Embedding Perl in HTML or XML
- "Hello World" Syndrome
- Embracing Web Style
- Templates and Code Separation
- About This Article
To put it simply, embedding Perl in Hypertext Markup Language (HTML) (or Extensible Markup Language [XML]) documents avoids simplistic application designs. If the focus of an application is what the Perl code is doing instead of how the result is presented to the user, that result is likely to be too simple to convey the full meaning of the data being presented. In an HTML environment, the end product is everything because it's the only thing the user sees.
Basing a program on HTML makes it more Web-like and takes advantage of Web techniques. For instance, a Web application has the capability to reference parts of the same application (other pages) or parts of other Web applications indiscriminately. The point of a hypertext system is to link all possible applications (or pages) in a web of nodes that have no boundaries. If a Web application is designed as a monolithic structure, it's less likely to take advantage of these links to communicate with anything but itself.
After the focus is shifted from traditional applications to Web-centric applications, it's possible to ease development further by adding template mechanisms and convenience methods. The need for reusable components becomes much more acute when hundreds of programs with minor differences are being created to operate as a whole within a coherent environment. Because Web users value consistency from one site to the next and insist on consistency within a site, it makes perfect sense to separate out those parts of a site that stay constant and reference them indirectly within each individual program.
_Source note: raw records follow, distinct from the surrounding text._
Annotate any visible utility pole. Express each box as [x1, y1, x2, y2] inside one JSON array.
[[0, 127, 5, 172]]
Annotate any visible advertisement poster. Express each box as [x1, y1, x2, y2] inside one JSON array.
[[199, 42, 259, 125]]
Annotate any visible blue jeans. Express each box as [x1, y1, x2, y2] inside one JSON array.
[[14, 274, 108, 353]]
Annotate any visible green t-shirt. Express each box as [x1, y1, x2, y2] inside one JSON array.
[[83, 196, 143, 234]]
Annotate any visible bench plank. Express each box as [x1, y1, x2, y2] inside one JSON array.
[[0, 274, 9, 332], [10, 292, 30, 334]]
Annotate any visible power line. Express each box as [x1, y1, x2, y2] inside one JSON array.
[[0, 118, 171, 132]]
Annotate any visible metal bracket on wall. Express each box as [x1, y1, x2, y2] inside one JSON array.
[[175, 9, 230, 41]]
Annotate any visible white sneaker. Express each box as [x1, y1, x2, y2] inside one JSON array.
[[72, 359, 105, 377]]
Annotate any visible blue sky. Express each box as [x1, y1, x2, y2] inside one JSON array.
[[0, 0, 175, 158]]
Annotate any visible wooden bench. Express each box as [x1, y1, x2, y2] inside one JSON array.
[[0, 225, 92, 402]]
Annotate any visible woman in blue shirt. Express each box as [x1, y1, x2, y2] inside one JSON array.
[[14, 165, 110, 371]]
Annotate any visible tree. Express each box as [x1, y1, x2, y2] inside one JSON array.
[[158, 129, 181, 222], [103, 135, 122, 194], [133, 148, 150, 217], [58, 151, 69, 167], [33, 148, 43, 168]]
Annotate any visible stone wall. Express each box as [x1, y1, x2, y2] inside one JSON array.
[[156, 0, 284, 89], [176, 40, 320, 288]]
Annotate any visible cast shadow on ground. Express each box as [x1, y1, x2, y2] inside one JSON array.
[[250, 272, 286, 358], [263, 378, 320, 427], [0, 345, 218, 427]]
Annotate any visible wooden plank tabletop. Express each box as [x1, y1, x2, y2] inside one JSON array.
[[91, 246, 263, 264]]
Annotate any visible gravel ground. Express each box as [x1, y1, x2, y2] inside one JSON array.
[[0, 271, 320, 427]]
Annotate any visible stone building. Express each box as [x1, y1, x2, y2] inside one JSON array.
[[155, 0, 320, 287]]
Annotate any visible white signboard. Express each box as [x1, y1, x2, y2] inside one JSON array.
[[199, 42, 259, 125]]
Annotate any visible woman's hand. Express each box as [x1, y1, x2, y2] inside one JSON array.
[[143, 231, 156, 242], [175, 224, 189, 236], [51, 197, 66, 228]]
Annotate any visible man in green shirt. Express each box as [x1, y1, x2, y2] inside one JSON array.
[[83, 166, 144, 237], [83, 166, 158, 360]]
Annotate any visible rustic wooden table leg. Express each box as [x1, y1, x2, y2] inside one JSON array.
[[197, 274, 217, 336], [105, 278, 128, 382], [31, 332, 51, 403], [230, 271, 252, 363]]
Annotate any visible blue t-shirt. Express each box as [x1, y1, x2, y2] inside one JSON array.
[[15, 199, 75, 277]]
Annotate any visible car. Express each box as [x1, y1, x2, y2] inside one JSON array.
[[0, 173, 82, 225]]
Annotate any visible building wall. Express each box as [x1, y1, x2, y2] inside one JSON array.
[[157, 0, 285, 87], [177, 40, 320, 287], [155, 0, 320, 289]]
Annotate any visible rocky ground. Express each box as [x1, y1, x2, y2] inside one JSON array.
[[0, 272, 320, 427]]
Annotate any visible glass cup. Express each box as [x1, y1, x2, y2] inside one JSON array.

From there, it's only a short hop to writing the programs themselves as components that are referenced indirectly by a user's actions as he or she moves through a dynamic site.
"Hello World" Syndrome
The first Web application learned by most Common Gateway Interface (CGI)-style developers is nearly identical to the first application learned by any other programmer—"Hello World." Listing 1 is an example of how the Hello World program might be created by a Web programmer who is beginning to learn Perl CGI.
Listing 1-Hello World
01 #!/usr/bin/perl 02 03 # include libraries 04 require 5.6.0; 05 use strict; 06 use warnings; 07 use CGI; 08 09 # initiate CGI parser object 10 my $q = CGI->new; 11 12 # begin the page 13 print $q->header, 14 $q->start_html('Hello World'); 15 16 print $q->p("Hello, World!"); 17 18 print $q->end_html;
This program might look pretty impressive from a Perl point of view. In a Web context, though, it's one line of relevant information and 18 lines of telling us what we already know—we're using Perl, we're writing a Web application, and it's creating HTML. Its output probably would inspire no one:
Hello, World!
As it's written, the program produces a very simple page. It doesn't take advantage of HTML's more advanced features. However, the simple case still is difficult enough that more complex tasks (such as the compilation of information from around the Web by a page like My Yahoo!) seem daunting in comparison to their HTML output. In fact, as the program gets more complex, it still finds no room for the frills, color, and ease of use users have come to expect on the Web. As a result, too many mature applications on the Web show the same blandness from which Hello World suffers.
Worse yet, future Web applications written in the same style have to start from Hello World all over again because none of the code developed for one application is exported into the environment for other applications to use. This provides no continuity at all over the course of a site, and it relegates usability concerns to the few Web programmers who have successfully slogged through the reams of code necessary to get the programs working in the first place.